Now, after an interview with our Governor, we have again began to believe that Jones and Vijums are the candidates that we endorsed.
The issue the Digital team had was that Jones and Vijums would not share their platform with us. Last night the Governor’s office sent a press release stating the reason they would not allow the platform to be made public was because Jones and Vijums “want delegates to get a fair chance for their bill to pass or fail on the floor without prior influence from a document that can be interpreted in many ways.” To begin with, we all agreed that it wasn’t fair to assume that just because a delegates bill doesn’t go along with the Governor’s platform, that delegate wouldn’t fight just as hard, if not harder to pass their bill. Delegates are here to participate in a model of Minnesota government, a democracy. If a bill is vetoed and enough delegates disagree, they have the option to override the veto. This is the beauty of our check and balance system.
This seemed clear enough to Digital Media, but when we sat down to talk to Jones about his platform, we saw another side. Jones discussed in the interview that while he would go through each point of the platform and discuss it with us, we would not be allowed a physical copy. This had been one of our original issues, but after Jones gave us an example, things are making more sense.
When we went over Jones’ platform, he stated that he and Vijums would not pass bills mandating core curriculum as this would decrease the space students have to take classes of their choosing that could benefit them in the future. Also, there is concern for schools not being able to provide the necessary teachers and materials needed to add a new class.
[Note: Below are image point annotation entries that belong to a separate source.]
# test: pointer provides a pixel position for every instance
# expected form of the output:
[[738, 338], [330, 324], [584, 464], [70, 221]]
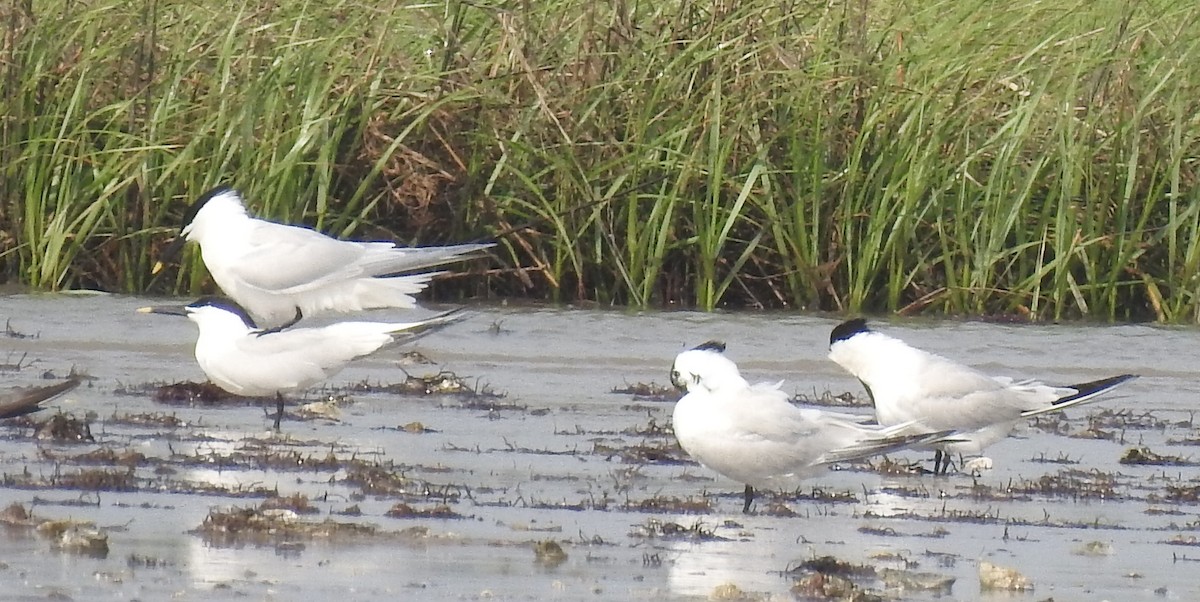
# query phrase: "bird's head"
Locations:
[[219, 200], [705, 367], [850, 344], [209, 311]]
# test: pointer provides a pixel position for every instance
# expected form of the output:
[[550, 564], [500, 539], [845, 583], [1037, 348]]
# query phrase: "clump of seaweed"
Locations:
[[648, 391], [1072, 483], [549, 553], [671, 504], [191, 393], [402, 510], [267, 525], [655, 529], [829, 399], [659, 452], [443, 383], [1126, 420], [64, 428], [1144, 456]]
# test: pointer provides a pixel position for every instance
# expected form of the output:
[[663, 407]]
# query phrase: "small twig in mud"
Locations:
[[828, 399], [12, 333], [9, 366], [1143, 456], [648, 391]]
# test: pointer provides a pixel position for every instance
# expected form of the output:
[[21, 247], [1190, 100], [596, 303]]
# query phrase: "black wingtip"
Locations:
[[711, 345], [229, 306], [1093, 387], [847, 329], [204, 198]]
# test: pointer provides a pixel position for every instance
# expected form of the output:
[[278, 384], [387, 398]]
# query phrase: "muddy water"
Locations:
[[461, 497]]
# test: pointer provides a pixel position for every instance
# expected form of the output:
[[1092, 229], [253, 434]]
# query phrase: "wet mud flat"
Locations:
[[527, 455]]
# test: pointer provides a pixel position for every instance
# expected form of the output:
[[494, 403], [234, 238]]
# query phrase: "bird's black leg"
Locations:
[[285, 325], [279, 409]]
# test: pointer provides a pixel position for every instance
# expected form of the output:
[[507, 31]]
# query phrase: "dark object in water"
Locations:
[[22, 401]]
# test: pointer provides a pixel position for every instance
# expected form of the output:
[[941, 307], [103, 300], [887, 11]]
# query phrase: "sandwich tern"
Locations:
[[753, 434], [244, 359], [907, 384], [279, 272], [21, 401]]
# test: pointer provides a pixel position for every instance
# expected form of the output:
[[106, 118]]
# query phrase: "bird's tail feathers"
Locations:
[[889, 439], [390, 262], [1084, 392], [406, 332]]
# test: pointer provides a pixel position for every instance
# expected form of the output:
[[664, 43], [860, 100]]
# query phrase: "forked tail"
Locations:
[[1084, 392]]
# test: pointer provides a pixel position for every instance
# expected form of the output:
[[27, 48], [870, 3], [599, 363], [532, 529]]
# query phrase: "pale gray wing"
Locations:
[[288, 259]]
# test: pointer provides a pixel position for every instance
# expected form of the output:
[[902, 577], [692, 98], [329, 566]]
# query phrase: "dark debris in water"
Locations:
[[549, 553], [1182, 494], [1125, 420], [657, 529], [186, 393], [441, 384], [648, 391], [655, 452], [64, 428], [829, 399], [833, 565], [441, 511], [1072, 483], [271, 525], [1144, 456], [669, 504]]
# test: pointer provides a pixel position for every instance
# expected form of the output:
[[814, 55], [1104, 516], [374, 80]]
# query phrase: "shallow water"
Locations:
[[561, 457]]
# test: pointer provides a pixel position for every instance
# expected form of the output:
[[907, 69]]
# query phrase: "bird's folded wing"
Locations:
[[288, 259]]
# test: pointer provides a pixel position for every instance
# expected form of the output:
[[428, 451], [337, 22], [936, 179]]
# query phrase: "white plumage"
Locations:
[[910, 385], [753, 434], [273, 270], [243, 359]]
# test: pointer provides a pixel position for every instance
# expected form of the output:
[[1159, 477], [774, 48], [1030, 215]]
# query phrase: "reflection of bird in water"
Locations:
[[281, 272], [910, 385], [21, 401], [243, 359], [753, 434]]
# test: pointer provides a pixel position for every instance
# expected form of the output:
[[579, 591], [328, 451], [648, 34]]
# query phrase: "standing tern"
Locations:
[[280, 272], [753, 434], [907, 384], [243, 359]]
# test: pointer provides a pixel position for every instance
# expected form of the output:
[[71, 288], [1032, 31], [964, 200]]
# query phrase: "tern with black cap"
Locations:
[[910, 385], [244, 359], [753, 434], [279, 272]]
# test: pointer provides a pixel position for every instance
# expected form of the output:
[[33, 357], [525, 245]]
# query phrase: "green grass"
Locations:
[[966, 157]]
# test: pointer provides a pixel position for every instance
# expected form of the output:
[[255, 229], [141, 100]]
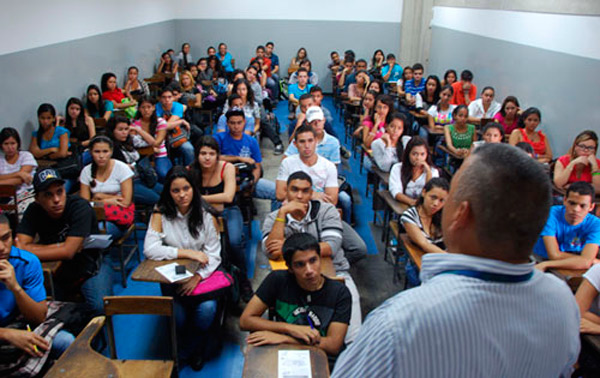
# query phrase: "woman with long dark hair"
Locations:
[[182, 227], [408, 177]]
This part of the platform would seem to say that any bill regarding mandated curriculum would not be passed by the Governor or Lt. Governor. Yet Jones is expected to pass and sign a bill that would mandate the teachings of climate change and global warming in biology and chemistry. The reason Jones is willing to pass this bill is because it is not mandating a whole new class, but simply adding material to an existing class. This example, which would seem to be the kind of bill that Jones would veto, begins to prove that a public, written platform may not be the best idea.
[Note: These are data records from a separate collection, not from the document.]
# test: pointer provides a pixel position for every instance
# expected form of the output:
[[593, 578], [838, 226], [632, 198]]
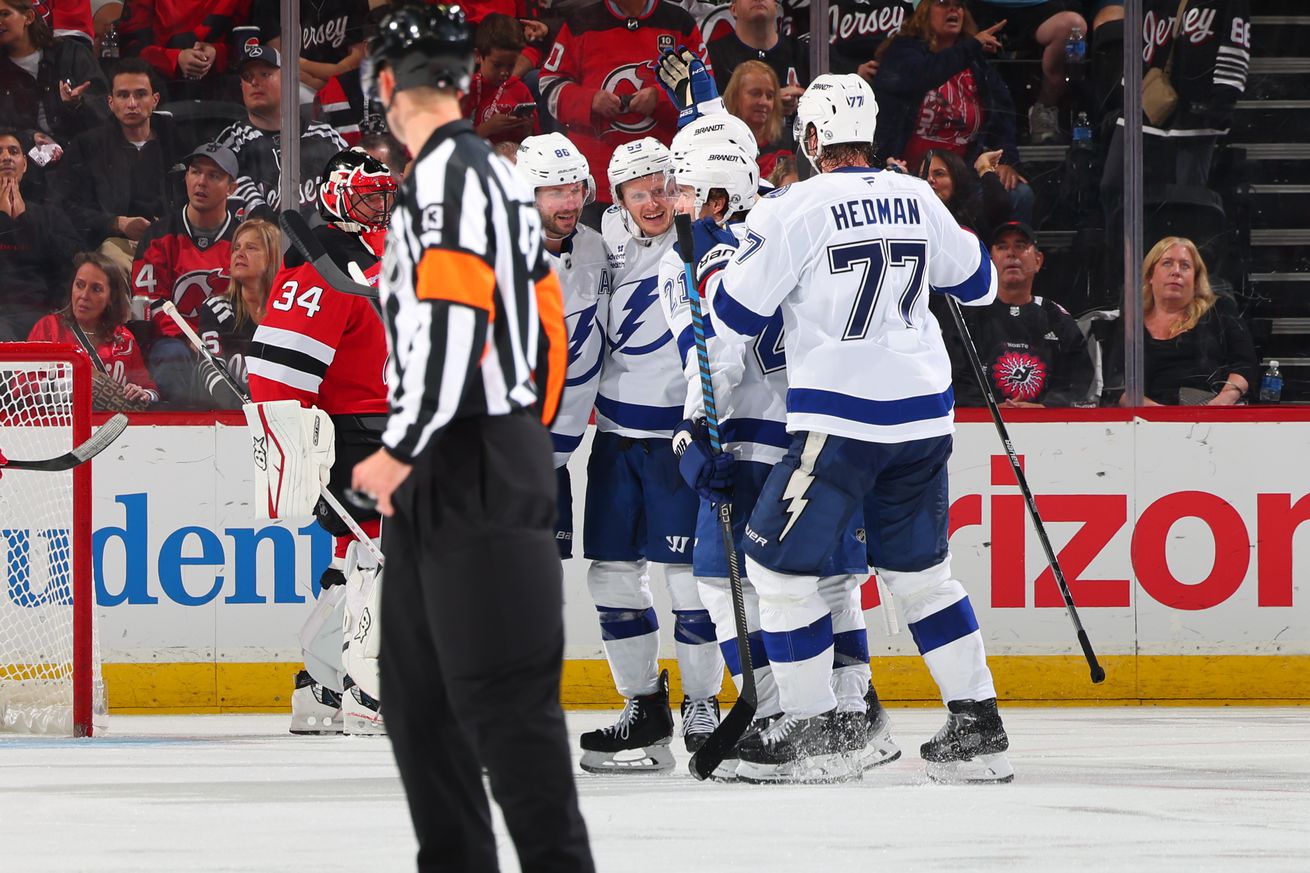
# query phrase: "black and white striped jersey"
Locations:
[[474, 316]]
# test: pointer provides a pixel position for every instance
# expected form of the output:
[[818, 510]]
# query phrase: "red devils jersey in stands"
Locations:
[[159, 30], [177, 262], [601, 49], [320, 346]]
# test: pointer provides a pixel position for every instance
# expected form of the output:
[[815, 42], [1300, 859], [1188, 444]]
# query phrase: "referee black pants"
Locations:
[[472, 650]]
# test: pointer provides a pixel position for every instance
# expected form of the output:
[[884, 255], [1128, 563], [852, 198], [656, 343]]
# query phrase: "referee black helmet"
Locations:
[[425, 46]]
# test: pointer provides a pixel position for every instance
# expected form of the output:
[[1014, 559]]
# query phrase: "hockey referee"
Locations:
[[472, 627]]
Jones and Vijums considered releasing their platform from the beginning of their terms. Through votes with their staff, and discussion with predecessors and experienced Youth in Government adult leaders, Jones and Vijums chose to not share their platform, in writing, as they felt it was what was best for the program. Digital Media has been behind these two since their election last year, and we are glad to say we continue to stand behind them.